Article

Male Smokers at Decreased Risk for Joint Replacement Surgery

Men who smoke are at a decreased risk of receiving total joint replacement (TJR) surgery of the hip or knee compared to men who have never smoked.

According to recent research, men who smoke are at a decreased risk of receiving total joint replacement (TJR) surgery of the hip or knee compared to men who have never smoked.

"Our study is the first to demonstrate a strong inverse correlation between smoking duration and risk of total joint replacement," said lead author George Mnatzaganian, PhD, from the University of Adelaide in Adelaide, Australia.

“The independent inverse associations of smoking with risk of total joint replacement were evident also after adjusting for major confounders and after accounting for the competing mortality risk in this elderly cohort of men,” continued Mnatzaganian.

Based on data from the National Hospital Discharge Survey, in the year 2007, roughly 230,000 people in the United States underwent hip arthroplasty, while 543,000 had knee arthroplasty. The most frequent cause for arthroplasty is severe osteoarthritis (OA), which is connected to known risk factors such as older age, the female sex, and obesity.

The researchers studied data that was collected during the Health in Men Study (HIMS), which was based on a population-based randomized trial of screening for abdominal aortic aneurysms between 1996 and 1999; the study was conducted on 11,388 Australian men over the age of sixty-five. The researchers of this current study focused on clinical data, hospital morbidity data, and mortality records of HIMS in order to assess the connection between smoking, body weight, and physical activity with the risk of undergoing TJR.

The researchers found that, of the 857 participants who had joint replacement surgery, 59.5% underwent total knee replacement and 40.5% had total hip replacement.

Smoking was found to reduce the risk of undergoing TJR through the use of Cox proportional hazards regressions and competing risk regressions models, which become apparent after twenty-three years of smoking.

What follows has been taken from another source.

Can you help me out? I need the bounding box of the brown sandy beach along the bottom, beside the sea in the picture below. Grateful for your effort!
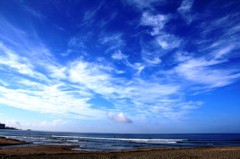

Males who had smoked for more than forty-eight years were found to be 42% to 51% less likely to undergo TJR than males who had never smoked before.

The investigators also discovered that vigorous exercise increased the risk of a man undergoing TJR, but the connecting reached statistical significance only in the age-group of seventy to seventy-four year old men (adjusted-hazard ratio: 1.64, 95% CI: 1.19 - 2.24). The authors reported that adjusting the data for Deyo-Charlson Index or Elixhauser's co-morbidities did not alter or eradicate these findings.

The research was not without limitations; the study failed to directly determine OA status, account for alterations in patient characteristics over time, and was of an observational design, which excluded determination of a causal relationship between smoking and OA.

“Further investigation is needed to determine how smoking impacts the development of [osteoarthritis],” acknowledged Mnatzaganian.

"More research is needed to better understand the role of smoking in the pathogenesis of OA,” the authors wrote, “but also into the selection pathways for patients for whom TJR is indicated. Notwithstanding the findings, this study reinforces the overwhelming excess risk of premature mortality associated with smoking."

This study is published online in the journal Arthritis & Rheumatism.